Когда-то высшей целью римского гражданина было добиться похвалы своего народа. Цицерон спрашивает, может ли достойный человек не мерить все свои слова и дела меркой похвальности? Gloria (слава), то есть «согласная похвала добрых людей, неподкупный суд понимающих ценителей выдающейся добродетели, такая слава – это словно эхо добродетели». [239] Именно слава как высшая форма выражения признания отечеством его заслуг перед ним становится основным движителем всех его устремлений; почётные звания, венки, овации и уж тем более полные триумфы значили куда больше, чем всё остальное. Правда, и она способна отравить нестойкую душу, и в стремлении к ней человек способен забывать о своём долге и справедливости… даже о родине. В другом месте Цицерон пишет: «Находилось много людей, которые были готовы отдать за отечество не только имущество, но и жизнь, но не соглашались поступиться даже малой частью своей славы» [240] . Но всё же там, где Сенат не раболепствует ни перед сильным, ни перед наслаждениями, богатством, внешним почётом и властью, где магистраты неподкупны, а народ – хранит добродетель, общественная похвала и в самом деле является эхом истинных заслуг гражданина.
239
Цицерон. Тускуланские беседы.III, 2, 3.
240
Цицерон. Об обязанностях.I, 24, 82.
Но вот, когда после побед в Пунических войнах и завоевания заморских провинций Рим начинает давиться заглоченной им военной добычей, меняется все. Личный интерес становится куда выше общественного; теперь продажным оказывается и Сенат и сам народ Рима. Меж тем суд порочной толпы не может быть правым, а следовательно, и общественная похвала не значит уже решительно ничего, ибо продажной оказывается и сама слава. Начиная с Катона Старшего тема «падения нравов» становится лейтмотивом выступлений большинства римских ораторов, поэтов, философов. Собственно, своеобразной реакцией на это падение в какой-то мере и явились лучшие их творения, – возвеличением прошлого они мечтали исправить настоящее.

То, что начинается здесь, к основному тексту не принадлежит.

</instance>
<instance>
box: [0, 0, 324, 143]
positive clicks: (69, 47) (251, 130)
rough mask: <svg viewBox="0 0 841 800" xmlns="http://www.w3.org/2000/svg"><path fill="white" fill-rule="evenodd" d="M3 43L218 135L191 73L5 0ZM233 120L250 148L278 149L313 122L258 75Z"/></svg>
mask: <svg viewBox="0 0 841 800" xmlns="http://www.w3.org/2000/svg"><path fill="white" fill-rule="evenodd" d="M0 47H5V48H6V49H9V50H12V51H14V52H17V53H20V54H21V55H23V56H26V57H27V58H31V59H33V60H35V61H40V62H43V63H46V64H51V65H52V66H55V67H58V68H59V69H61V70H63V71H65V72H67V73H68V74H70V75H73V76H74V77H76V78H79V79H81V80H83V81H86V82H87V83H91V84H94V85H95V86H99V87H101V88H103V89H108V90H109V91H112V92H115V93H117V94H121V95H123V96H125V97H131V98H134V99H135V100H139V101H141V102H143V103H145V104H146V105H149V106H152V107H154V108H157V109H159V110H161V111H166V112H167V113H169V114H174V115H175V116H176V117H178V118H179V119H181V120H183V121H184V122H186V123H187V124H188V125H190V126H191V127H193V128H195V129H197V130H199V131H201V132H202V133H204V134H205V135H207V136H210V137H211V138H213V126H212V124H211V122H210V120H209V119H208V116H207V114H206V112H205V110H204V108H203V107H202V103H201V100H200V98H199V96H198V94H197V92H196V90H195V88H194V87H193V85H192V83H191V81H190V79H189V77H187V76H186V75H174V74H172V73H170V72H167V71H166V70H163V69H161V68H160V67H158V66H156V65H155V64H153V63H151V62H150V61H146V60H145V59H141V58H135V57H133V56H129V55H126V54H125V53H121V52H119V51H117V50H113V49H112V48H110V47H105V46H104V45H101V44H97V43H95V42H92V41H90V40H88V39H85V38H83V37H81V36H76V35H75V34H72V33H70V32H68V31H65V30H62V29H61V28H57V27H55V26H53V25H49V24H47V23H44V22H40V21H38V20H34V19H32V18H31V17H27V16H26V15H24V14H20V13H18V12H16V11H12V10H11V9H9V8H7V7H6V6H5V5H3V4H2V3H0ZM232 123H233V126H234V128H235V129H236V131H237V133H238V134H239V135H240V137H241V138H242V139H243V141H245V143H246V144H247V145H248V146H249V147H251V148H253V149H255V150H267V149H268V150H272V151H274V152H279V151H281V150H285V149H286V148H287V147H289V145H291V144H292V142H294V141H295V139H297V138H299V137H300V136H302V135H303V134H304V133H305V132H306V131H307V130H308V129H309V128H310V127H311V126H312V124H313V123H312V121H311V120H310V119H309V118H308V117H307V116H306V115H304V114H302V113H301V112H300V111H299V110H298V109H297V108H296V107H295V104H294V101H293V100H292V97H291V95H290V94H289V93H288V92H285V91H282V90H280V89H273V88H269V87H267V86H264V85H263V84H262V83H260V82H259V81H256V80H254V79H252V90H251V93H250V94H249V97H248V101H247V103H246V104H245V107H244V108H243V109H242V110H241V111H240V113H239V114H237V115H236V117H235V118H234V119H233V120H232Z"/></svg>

Словом, нет ничего удивительного в том, что не обременённое жертвенным служением своему государству, высшее сословие Рима обращалось в род точно такой же колонии безразличных и к себе подобным, и ко всему городу бактерий (вот, может быть, только более жирных и вкусных). Лишь осознание необходимости держаться своих привилегий иногда соединяло их в какую-то одну плотность; во всём же остальном и они существовали как нечто, разъятое на отдельные ничем не отличимые атомы – лишь соприкасающиеся время от времени, но в целом абсолютно чуждые (часто враждебные) один другому. Нужно ли удивляться тому, что, недавние гаранты гражданских свобод, вчерашние сенаторы и тираноборцы будут тешить тирана, играя в построенном им театре самые бесстыдные роли и понуждая к этому же своих собственных жён, а затем (нет, не с гордо поднятой головой восходить на эшафот!) – безропотно пить яд, резать горло и вскрывать вены по приказам безумных императоров.
Распластавшийся по всему Средиземноморью Рим давно уже стал мировой державой. Вечный город ещё способен внушать к себе ужас и уважение всего варварского безбрежья, но утративший иммунитет организм поражается различимым лишь в самом сильном увеличении микробом. Вот так и здесь – могущий противостоять едва ли не целому миру, он становится лёгкой добычей совершенных ничтожеств. В самом деле: какая сила стоит за теми нравственными убожествами, которые сменяют «божественного» Августа? Во все времена самые могущественные и решительные правители были вынуждены отступать перед сплочённостью нобилитета, чтобы годами, а то и десятилетиями накапливать мелкие позиционные преимущества в борьбе с ними, – а здесь без всякой борьбы происходит безоговорочная сдача всех мыслимых и немыслимых рубежей.
Да, у этого обстоятельства есть вполне разумные и объективные основания: здесь мы видим и оборотную сторону всё того же негласного компромисса, в результате которого рождается величественный и прекрасный «римский миф», и прямые следствия уже необратимой этно-культурной мутации некогда монолитной общины, и алиментарную дистрофию долженствующих цементировать общество производственных отношений… но всё же стремительность свершившихся перемен не может не вызвать род суеверного ужаса.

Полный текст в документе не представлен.